Sustained nipple stimulation (like that which occurs during breastfeeding) triggers mild uterine contractions. In normal, low-risk pregnancies these tiny contractions don’t amount to anything of consequence and don’t pose a risk to the growing baby. Let your care provider know if you are breastfeeding during your pregnancy so that you can discuss the risks, if any, and make an informed choice.


Be aware that the hormones of pregnancy will change your milk and your nursing toddler may wean herself off. The milk supply that she’s become used to will decrease during pregnancy and the taste of your milk will change. This is because your mature milk will change back to colostrum during pregnancy. 


Also be aware that many mothers experience heightened nipple sensitivity during pregnancy and some mothers will be surprised to suddenly find the sensation of breastfeeding possibly unpleasant, even irritating. These new sensations are hormonal and beyond the mother’s control. Other mothers will continue to happily and comfortably breastfeed. All you can do is try to take it one day at a time. Be sure to stay well hydrated and well nourished, mama, and set limits if you need to for your own well-being and sanity.  It’s okay. 
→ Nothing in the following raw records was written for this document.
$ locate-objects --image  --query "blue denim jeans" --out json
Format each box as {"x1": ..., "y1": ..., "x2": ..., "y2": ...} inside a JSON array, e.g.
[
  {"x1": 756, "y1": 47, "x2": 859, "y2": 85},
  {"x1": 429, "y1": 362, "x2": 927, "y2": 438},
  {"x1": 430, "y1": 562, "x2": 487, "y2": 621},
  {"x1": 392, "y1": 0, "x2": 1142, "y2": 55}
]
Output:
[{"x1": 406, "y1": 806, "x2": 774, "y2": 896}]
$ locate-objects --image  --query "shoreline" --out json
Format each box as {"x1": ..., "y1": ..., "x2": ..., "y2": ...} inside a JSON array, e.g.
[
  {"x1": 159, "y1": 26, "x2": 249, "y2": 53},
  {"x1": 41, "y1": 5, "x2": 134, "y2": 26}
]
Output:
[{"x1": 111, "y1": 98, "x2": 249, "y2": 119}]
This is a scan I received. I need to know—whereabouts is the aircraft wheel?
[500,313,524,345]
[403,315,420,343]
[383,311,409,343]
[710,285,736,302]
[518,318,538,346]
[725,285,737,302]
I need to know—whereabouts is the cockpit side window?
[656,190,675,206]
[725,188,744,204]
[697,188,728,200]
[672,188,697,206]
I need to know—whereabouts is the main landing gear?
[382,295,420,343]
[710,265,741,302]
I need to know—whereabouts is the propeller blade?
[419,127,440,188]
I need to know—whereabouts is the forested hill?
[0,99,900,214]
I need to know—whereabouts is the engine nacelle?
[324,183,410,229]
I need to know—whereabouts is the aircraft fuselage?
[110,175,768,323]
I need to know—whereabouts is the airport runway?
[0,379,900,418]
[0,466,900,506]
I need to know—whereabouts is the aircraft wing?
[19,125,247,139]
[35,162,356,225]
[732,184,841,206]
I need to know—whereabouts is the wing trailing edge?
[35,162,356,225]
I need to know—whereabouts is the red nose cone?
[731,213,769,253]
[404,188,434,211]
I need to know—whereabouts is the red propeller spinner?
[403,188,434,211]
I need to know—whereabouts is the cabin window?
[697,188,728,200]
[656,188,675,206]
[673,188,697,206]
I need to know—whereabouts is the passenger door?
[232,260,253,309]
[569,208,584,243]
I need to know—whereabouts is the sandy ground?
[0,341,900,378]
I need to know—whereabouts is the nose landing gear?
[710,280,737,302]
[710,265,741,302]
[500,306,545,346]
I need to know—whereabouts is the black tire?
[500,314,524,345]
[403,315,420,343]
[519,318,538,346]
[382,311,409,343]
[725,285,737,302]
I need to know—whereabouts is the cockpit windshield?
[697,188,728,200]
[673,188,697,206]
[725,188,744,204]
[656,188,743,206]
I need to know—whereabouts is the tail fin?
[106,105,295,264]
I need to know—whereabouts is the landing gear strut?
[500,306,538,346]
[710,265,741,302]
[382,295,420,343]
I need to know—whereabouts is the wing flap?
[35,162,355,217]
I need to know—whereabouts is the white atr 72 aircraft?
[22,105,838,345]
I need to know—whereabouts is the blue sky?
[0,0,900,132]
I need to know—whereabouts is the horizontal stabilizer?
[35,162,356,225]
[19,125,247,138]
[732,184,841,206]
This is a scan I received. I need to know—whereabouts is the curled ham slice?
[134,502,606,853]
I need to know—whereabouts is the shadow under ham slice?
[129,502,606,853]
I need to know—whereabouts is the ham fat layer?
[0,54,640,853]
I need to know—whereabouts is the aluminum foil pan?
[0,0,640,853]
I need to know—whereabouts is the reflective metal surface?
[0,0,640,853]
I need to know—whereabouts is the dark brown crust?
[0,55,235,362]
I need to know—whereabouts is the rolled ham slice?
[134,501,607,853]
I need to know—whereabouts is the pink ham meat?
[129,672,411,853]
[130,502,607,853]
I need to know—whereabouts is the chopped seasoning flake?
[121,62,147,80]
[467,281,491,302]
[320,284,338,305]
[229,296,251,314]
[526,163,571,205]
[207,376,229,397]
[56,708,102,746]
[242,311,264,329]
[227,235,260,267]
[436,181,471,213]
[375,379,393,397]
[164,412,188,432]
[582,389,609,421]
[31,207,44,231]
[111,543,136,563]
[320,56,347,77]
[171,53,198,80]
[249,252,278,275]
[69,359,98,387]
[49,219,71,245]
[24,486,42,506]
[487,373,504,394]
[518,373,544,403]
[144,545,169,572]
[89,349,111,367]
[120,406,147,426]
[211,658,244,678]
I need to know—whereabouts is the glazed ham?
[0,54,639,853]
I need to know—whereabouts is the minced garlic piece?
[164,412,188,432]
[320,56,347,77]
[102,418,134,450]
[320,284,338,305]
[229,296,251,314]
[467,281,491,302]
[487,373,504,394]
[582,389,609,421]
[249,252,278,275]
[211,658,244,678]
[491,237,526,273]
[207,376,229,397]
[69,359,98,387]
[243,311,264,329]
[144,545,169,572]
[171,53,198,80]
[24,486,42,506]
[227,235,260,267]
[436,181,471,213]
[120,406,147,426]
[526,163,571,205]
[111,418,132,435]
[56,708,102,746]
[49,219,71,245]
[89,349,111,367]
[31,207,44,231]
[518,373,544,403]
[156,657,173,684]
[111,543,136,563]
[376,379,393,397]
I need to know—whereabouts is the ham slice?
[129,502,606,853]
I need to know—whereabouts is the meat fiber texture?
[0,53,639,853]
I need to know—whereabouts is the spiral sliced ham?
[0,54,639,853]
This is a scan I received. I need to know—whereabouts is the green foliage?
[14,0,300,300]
What happens when the baby is born?


After the new baby is born you can continue to nurse your toddler if you choose. Nursing two (or more) babies of different ages is known as tandem nursing. There is no harm to the newborn in sharing the breast with their older sibling and your body is capable of making enough milk for both of them. Just make sure your newborn has plenty of access to the breast and that your newborn’s needs are prioritized.